My elder half-brother Ed “Eddie” Smith of Visalia, CA has passed away. We grew apart over the years, and as things of that sort happen in families, you may think that I would be unaffected by the passing of a half-brother I had not seen since the mid-1980s. But this news has hurt me very deeply.

We often leave things unsaid, then regret it when it’s too late. Everyone does it.

That I loved him was set in stone when I was a child. He always had time for clowning around with me, which made me feel loved and special at a time when I was suffering from terrible abuse by my parents. His brother Joseph did the same. The children of a different mother but the same father, they were both the best part of my life during the time when our father was given to beating me down and belittling me. I had terrible self-esteem, but those two actually made my life better. There’s no greater gift anyone can possibly give.

Eddie will be in Heaven when my time is done. We will talk of happy times and laughter that we shared. He was a hero to me, giving but never taking. Once, for my birthday, he gave me a model of the starship Enterprise, and it was a limited edition with clear parts which could be lit up. That model never was built. I didn’t have the skills, and he had far less time than before. But I, just this month, bought one very much like it. It will be finished in his memory.
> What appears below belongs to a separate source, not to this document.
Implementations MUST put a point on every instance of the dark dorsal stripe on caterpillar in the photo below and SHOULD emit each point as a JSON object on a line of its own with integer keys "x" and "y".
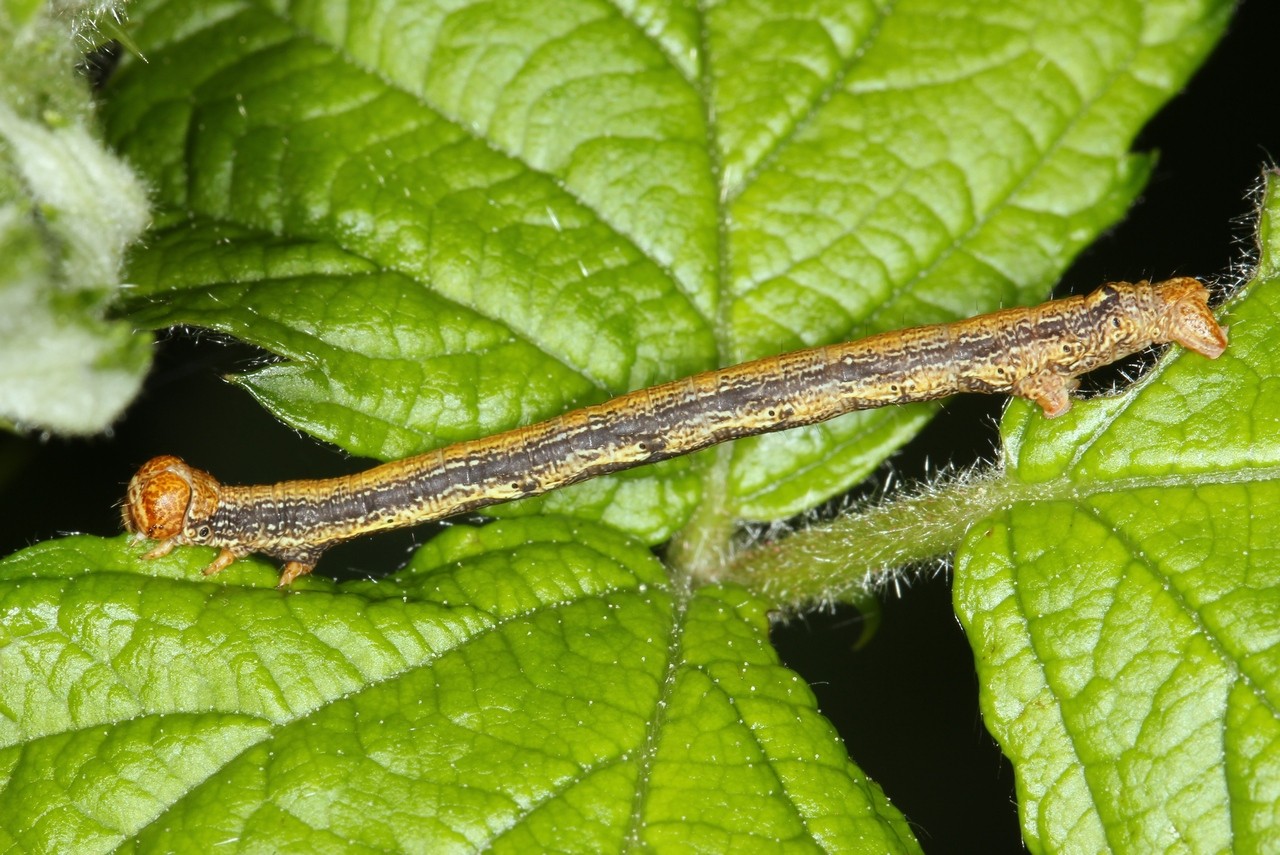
{"x": 1034, "y": 352}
He turned 18 in the summer of 1969, a dangerous time to come of age. I remember that he got a surfer on his cake, as he was a music lover and listened to all kinds of music. Our father gave him full-time work, and he was also in college, a history student at the University of Maryland. He never got drafted and he was far too intelligent to volunteer, despite being a conservative and a true patriot. Had he been drafted, he wouldn’t have run to Canada.  I have no doubt that he would have done his country proud. He was tough, far from being a coward, and he and Joe took up for all of us half-siblings. Once, my oldest sister came home crying because at the little community beach, she had been harassed by a pair of twin boys. They took off after those boys, teenagers, and I saw what happened next. It wasn’t pretty. They caused no lasting harm, but the twins never, as far as I can remember, harassed anyone ever again.

I know that the trauma of being threatened with death by my brothers was unforgettable. But they loved us all, and through the years they were our substitute dads. They helped shape us into the people we became. I’m so very grateful for them.

Eddie was a man with a huge sense of humor, always wanting to evoke a laugh, have fun and help out. I never had the honor of meeting his widow, but I sincerely pray that in this terrible time, she can find the peace that he is experiencing right now. I grieve with her.

It is always the loved ones remaining who suffer, but the ones who pass on will know the peace of Jesus Christ, and after a life well-lived, and knowing that he was a devout Christian, I can say only, “Well done, Brother. Well done.”

To his mother, his surviving widow, brother and sons and all those who love him, I pray that you will be comforted by the Lord’s touch.